I haven't yet seen the two parter Gunpowder, Treason and Plot which has Robert Carlyle as James I and VI, who is at least bound to be memorable, so so far, the most memorable James in fiction remains Alan Cummings in the Doctor Who episode I showed you clips from. My definite Charles I is Sir Alec, of course. Most memorable and convincing Charles II is the one in the novel The King's Touch, with Rufus Sewell in Charles II: The Power and the Passion getting second place.

Philippe Auguste and Ingeborg

Date: 2023-10-10 12:20 pm (UTC)
mildred_of_midgard: (Default)
From: [personal profile] mildred_of_midgard
(Although what would make this even more hilarious, admittedly in a somewhat dark way, would be if Buckingham was like, "I have a great idea, you shouldn't bleed him!" and the docs were all "What a quack!")

Hahaha, so the day you posted this, my French practice in a biography of Philippe II Auguste (12-13th century) had me reading about how he treated his second wife very badly, locking her in a castle with inadequate basic necessities, assigning her ladies in waiting whose job was to verbally abuse her, and denying her priests and doctors. At one point, she's sick, and she can't even be bled!

Me: Weeelllll...The abusive asshole might have accidentally done her some good there, ha.

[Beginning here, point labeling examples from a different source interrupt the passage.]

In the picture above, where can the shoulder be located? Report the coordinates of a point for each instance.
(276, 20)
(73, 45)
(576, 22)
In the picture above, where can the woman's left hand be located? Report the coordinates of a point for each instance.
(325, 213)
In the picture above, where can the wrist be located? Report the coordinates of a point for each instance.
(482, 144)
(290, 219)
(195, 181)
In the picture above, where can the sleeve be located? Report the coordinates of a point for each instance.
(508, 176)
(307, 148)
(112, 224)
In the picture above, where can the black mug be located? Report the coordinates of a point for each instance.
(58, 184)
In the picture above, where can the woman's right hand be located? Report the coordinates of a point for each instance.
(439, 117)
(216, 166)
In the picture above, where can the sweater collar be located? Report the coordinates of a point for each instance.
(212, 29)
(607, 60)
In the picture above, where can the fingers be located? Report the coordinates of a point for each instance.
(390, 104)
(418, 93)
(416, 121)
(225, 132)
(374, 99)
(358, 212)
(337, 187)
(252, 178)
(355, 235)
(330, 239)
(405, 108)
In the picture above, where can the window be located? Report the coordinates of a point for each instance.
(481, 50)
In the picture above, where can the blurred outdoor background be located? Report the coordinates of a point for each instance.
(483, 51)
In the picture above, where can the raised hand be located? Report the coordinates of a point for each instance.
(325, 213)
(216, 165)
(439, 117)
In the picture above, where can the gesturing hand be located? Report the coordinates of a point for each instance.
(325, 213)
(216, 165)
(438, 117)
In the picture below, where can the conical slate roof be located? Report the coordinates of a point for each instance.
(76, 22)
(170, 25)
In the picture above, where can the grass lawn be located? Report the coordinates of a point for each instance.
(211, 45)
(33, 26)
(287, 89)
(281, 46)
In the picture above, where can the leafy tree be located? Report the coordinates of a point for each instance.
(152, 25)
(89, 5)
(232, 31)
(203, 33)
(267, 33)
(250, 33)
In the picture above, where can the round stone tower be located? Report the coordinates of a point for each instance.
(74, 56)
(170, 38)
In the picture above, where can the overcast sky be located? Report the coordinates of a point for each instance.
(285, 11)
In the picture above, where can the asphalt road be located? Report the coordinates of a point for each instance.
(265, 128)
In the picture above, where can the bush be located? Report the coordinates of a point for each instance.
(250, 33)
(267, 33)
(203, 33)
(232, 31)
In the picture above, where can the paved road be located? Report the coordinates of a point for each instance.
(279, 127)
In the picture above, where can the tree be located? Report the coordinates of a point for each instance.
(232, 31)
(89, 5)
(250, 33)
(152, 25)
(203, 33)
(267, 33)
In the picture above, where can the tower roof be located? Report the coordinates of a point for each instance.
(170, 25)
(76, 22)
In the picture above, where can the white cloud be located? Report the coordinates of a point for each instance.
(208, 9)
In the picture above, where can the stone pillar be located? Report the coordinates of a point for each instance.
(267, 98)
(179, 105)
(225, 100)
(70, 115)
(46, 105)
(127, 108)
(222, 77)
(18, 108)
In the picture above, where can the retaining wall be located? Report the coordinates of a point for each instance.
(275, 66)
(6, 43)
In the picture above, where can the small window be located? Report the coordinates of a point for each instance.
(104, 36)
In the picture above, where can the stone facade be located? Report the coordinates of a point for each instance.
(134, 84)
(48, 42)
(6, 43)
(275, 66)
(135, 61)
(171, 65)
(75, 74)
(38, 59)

(Why did he treat her this way, you ask, [personal profile] cahn? The biographer devotes a lot of pages to the debate, summarizing what historians have said about that question and what the primary sources say, and the answer is, we don't know. He seems to have taken an instantaneous or near-instantaneous dislike to her, set her aside immediately after the marriage, and spent the rest of their married lives arguing with her about whether he was impotent with her, and the marriage was unconsummated and thus invalid, and he was free to remarry (Philippe's story); or whether they totally did it on their wedding night and thus she was still the rightful queen (Ingeborg's story). Also, Philippe was just an asshole in general, ask the Jews.)

Because Philippe's and Ingeborg's claims were the reverse of Bob's and Frances's, Philippe did not feel compelled to run around showing everyone he could get an erection with anyone but his wife. :P

P.S. My French streak is still going!